Florida leads the nation in recognizing that funding education should encompass more than just funding a public-school system. In the Sunshine State, nearly half of all K-12 students participate in some form of school choice program, including the state’s robust charter school system.

Florida’s most innovative programs, however, are those that provide parents of low-income or special-needs students with direct funding in the form of an “education savings account,” which empowers parents to find the option that best serves the needs of their child.

Studies show that school choice not only helps those who partake in those programs directly, but it also improves student learning and teacher salaries at the public-school systems in those jurisdictions that embrace choice. This should not be surprising, given the obvious and uncontested insight that introducing choice and competition into a monopolistic industry improves both service and efficiency.

Florida, however, provides an excellent test case for those who may not be swayed by the theoretical argument for choice and competition. The state ranks fourth-best in the nation for K-12 achievement, according to Education Week’s annual report card. The supposedly all-important metric of per-pupil spending, meanwhile, was roughly $9,350, or slightly less than what Nevada spends, according to the most recent data from the U.S. Census Bureau.

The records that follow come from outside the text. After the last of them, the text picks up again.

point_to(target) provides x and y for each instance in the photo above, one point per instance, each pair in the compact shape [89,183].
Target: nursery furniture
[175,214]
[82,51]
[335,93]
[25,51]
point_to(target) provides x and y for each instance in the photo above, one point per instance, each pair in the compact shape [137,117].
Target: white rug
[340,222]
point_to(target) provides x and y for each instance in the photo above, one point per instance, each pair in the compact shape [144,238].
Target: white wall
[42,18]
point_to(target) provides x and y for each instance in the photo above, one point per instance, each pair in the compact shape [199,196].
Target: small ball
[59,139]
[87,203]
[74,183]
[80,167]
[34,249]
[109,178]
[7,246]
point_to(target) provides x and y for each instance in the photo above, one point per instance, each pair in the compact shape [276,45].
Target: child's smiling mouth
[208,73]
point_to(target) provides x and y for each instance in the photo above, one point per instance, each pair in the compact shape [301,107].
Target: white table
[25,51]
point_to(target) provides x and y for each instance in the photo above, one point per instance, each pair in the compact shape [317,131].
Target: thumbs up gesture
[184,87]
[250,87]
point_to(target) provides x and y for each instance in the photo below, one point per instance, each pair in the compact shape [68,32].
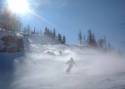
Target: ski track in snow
[43,67]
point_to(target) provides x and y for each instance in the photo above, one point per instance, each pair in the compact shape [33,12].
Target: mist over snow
[45,68]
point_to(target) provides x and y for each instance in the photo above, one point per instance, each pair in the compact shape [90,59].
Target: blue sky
[104,17]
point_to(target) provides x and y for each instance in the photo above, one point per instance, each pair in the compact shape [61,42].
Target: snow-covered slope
[44,67]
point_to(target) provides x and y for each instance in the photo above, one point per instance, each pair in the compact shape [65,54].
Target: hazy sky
[104,17]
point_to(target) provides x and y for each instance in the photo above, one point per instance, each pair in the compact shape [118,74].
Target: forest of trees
[92,42]
[11,23]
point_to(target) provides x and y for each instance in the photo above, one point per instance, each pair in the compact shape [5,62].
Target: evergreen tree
[54,33]
[91,39]
[64,40]
[60,38]
[80,37]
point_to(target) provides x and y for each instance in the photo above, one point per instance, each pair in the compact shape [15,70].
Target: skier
[70,64]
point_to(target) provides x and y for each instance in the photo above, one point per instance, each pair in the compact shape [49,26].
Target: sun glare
[20,7]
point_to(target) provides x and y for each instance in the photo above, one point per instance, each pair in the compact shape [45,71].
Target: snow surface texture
[44,67]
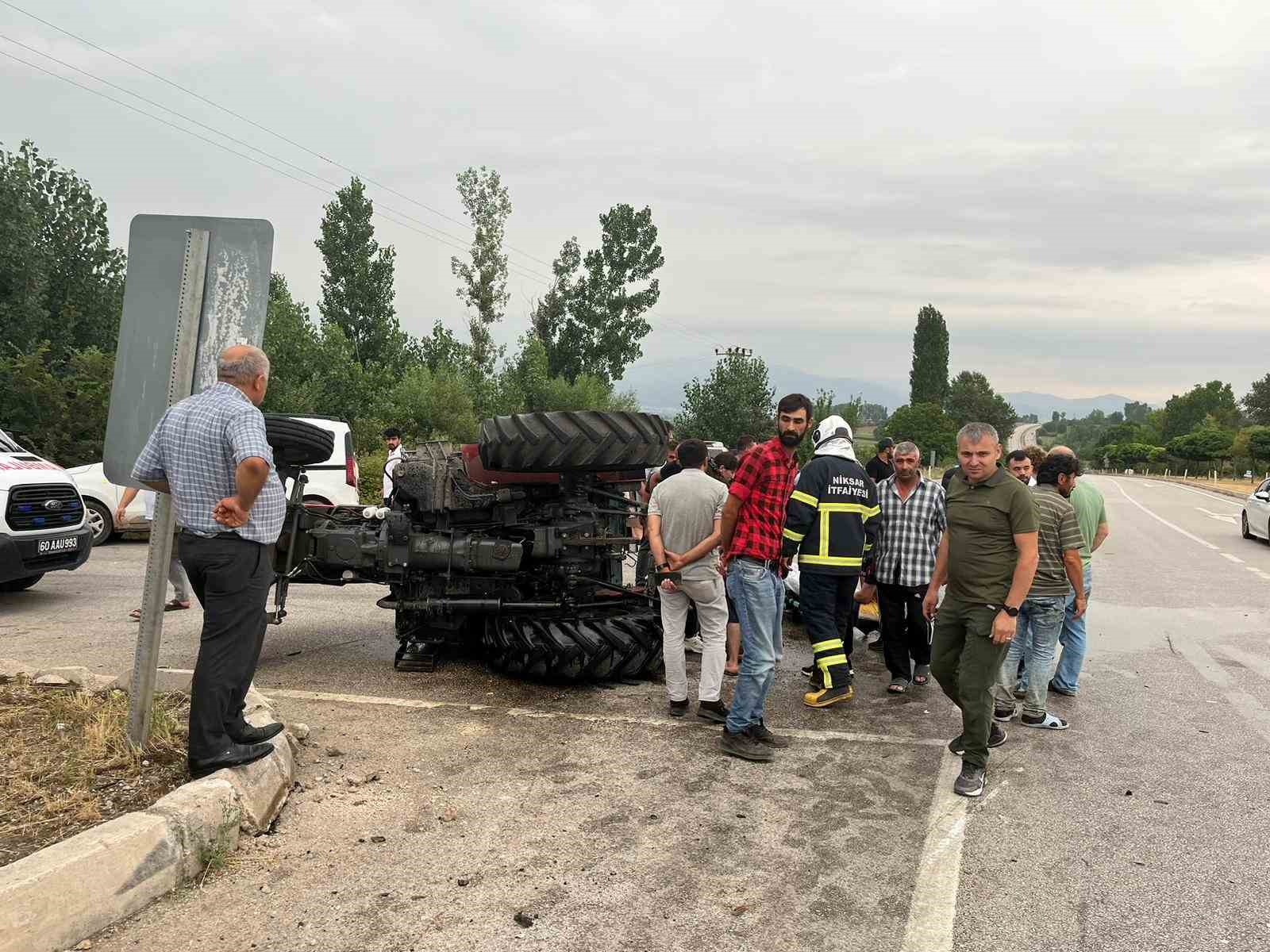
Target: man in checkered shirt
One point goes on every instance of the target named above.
(908, 539)
(211, 454)
(753, 520)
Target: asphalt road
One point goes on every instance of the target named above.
(1145, 827)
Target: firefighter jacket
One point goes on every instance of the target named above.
(831, 520)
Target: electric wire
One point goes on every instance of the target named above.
(256, 125)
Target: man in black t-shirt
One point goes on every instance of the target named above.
(879, 467)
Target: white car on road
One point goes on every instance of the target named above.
(333, 482)
(41, 518)
(1257, 513)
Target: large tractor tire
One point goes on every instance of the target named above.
(581, 649)
(298, 443)
(573, 440)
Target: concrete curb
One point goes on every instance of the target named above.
(65, 892)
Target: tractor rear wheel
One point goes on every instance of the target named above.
(573, 440)
(578, 649)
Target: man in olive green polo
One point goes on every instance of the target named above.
(988, 559)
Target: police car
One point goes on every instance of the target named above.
(42, 526)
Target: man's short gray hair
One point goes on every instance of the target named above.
(244, 367)
(977, 433)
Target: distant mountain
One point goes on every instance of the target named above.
(1045, 404)
(660, 384)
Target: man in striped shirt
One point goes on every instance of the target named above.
(1041, 617)
(911, 527)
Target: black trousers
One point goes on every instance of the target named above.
(906, 635)
(232, 579)
(829, 607)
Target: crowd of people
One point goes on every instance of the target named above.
(982, 578)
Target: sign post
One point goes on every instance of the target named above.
(194, 287)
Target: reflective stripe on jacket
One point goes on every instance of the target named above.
(831, 520)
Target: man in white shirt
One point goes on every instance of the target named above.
(393, 440)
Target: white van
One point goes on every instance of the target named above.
(333, 482)
(41, 518)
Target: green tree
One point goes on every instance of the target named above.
(1187, 413)
(61, 279)
(973, 400)
(1259, 443)
(1136, 412)
(483, 279)
(926, 425)
(292, 343)
(592, 317)
(873, 413)
(1257, 401)
(734, 400)
(357, 281)
(1206, 444)
(57, 410)
(929, 380)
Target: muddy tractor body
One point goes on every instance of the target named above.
(512, 547)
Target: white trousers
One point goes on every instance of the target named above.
(708, 596)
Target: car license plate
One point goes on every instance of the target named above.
(48, 546)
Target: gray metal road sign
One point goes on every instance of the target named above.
(235, 295)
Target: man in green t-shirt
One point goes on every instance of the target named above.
(1041, 619)
(987, 558)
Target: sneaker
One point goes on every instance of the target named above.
(745, 747)
(760, 733)
(1003, 714)
(969, 782)
(711, 711)
(1047, 721)
(823, 697)
(996, 738)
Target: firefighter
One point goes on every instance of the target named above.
(831, 522)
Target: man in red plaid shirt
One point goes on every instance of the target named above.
(753, 520)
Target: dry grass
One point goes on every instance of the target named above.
(67, 763)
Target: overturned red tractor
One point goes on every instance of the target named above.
(514, 546)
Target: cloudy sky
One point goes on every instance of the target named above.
(1081, 188)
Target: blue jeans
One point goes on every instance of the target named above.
(1041, 622)
(759, 594)
(1068, 672)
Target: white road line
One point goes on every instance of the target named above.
(1175, 528)
(1223, 517)
(939, 869)
(590, 719)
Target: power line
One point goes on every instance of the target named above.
(252, 122)
(241, 143)
(379, 213)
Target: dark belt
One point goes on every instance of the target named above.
(772, 564)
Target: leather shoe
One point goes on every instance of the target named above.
(235, 755)
(248, 734)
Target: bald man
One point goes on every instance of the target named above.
(211, 454)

Imagine how much more manageable the budget crisis would be if the Legislature funded Nevada’s Education Savings Account (ESA) program in 2017, rather than killing it at the request of the teachers’ unions.

ESAs would have provided parents with $5,700 to spend on any educational option of their choice, allowing all Nevadans, not merely the wealthy, to give their child an education tailored to their unique needs. And with Nevada currently spending more than $10,000 per-pupil to fund the public-school system, ESAs would also generate significant taxpayer savings.

Further, the budgetary flexibility of this approach would have allowed the Legislature to make any necessary cuts in a manner that minimized their damage, rather than concentrating the harm on the most vulnerable, as was done here.

When Nevadans were asked about ESAs in a 2019 poll by EdChoice, 73 percent of the more than 1,200 respondents favored such a plan. Of the parents who answered, 82 percent supported ESAs.

The teachers’ unions and other beneficiaries of the current monopoly system, however, fiercely oppose such changes, fearing they would reduce the total dollars that flow to the public school system. While this objection may be true in a narrow sense, it also rests on the assumption that students should remain trapped in schools that don’t work for them just so the public school system can collect more revenue. It’s unlikely most parents share that view.

Facilitating student learning, not protecting a monopoly system from competition, should be the purpose of state educating spending. The Legislature can do just that, while saving money, by restoring and fully funding Nevada’s Education Savings Account program.